On 2/2/2011 5:25 PM, Karsten Bräckelmann wrote:
Spam to live accounts strongly preferred, human reviewed by "trained
monkeys". Emphasis on trained. ;)  Some crap like backscatter should be
filtered from the trap data, if possible, and trap volume kept lower --
best done by random sampling, rather than dupe elimination.

How much will that add to the corpus? In particular, how much would the
first class be, without trap data at all?

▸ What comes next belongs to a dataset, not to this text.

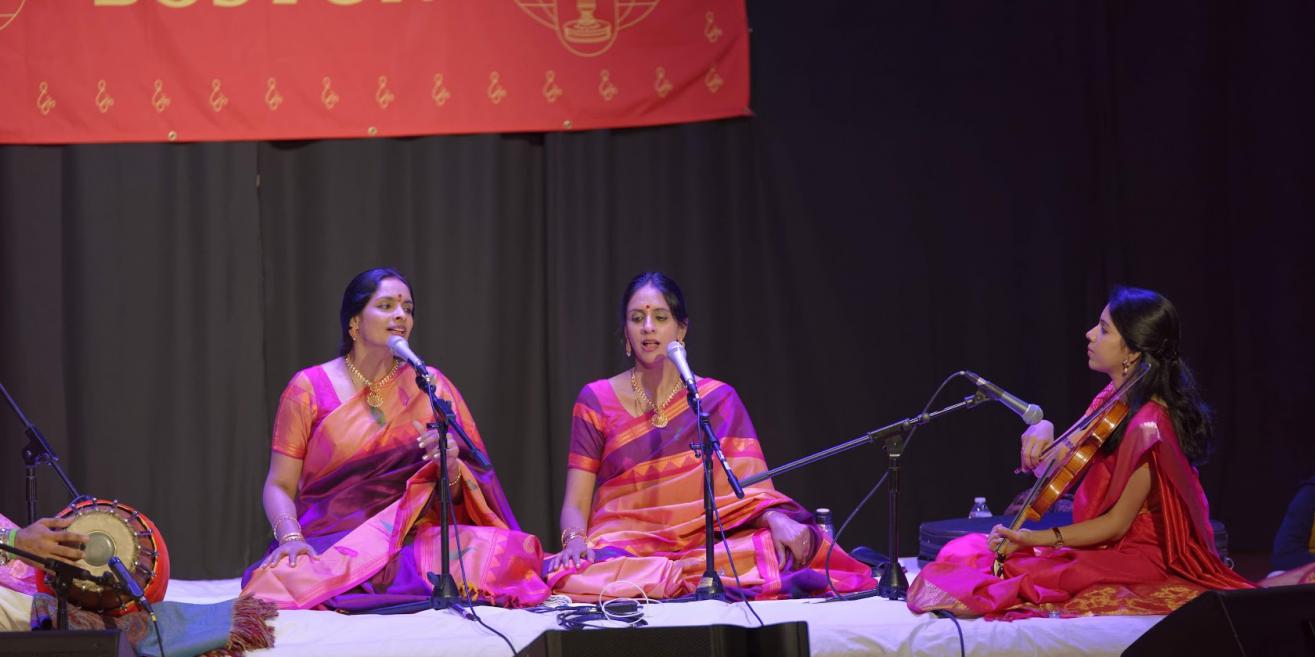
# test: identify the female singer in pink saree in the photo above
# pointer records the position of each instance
(633, 514)
(1142, 540)
(351, 488)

Karsten brings up a good point about two types of spam. How about something like:

* We want a total of 70K spam in your nightly corpus over the past week. This means 10K spam per day. * 3K spam on Monday is from trained monkeys. Include 7K from a random selection of trap spam. * 2K spam on Tuesday is from trained monkeys. Include 8K from a random selection of trap spam.
* etc.

You could even split it into two separate masscheck runs.
anubis-monkey
anubis-trap



Given we're talking original figures of 1 million spam per *day*,
already discussing ways to cut that down to 50-100k -- over a period of
up to 2 months for spam, 60 days, mind you -- which is less than 2k a
day...

It seems his spam is lacking spamassassin headers, so without "reuse" we are unable to determine delivery-time status of the network rules. I suggested that as long as his mail is lacking spamassassin headers, perhaps his random sample should be limited to the past week. Although not perfect, the past week might be closest to "reuse" in results.

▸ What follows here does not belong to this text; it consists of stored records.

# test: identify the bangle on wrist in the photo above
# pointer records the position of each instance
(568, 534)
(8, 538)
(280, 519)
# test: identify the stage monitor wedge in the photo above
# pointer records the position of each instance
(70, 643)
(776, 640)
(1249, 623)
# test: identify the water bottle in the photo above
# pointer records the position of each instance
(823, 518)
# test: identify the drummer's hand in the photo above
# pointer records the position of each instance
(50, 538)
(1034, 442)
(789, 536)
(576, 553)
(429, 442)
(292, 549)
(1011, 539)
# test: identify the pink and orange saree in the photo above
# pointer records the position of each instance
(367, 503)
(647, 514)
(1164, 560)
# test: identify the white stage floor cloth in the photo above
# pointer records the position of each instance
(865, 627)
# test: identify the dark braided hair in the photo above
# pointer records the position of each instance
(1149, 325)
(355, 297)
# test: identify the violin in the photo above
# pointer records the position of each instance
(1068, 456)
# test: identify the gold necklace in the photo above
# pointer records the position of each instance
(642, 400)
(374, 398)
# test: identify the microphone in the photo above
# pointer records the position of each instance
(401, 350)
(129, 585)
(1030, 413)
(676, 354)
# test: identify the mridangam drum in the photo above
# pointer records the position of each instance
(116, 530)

A better alternative would to add spamassassin headers as each message was decided to be added to nightly masscheck corpus. The random subset of trap spam would have headers from seconds after delivery, and trained-monkey spam headers would be from whenever it was sorted. "reuse" would then be possible, and the age of spam included in the nightly masscheck can be calibrated based upon how much this corpus overwhelms everyone else's recent spam.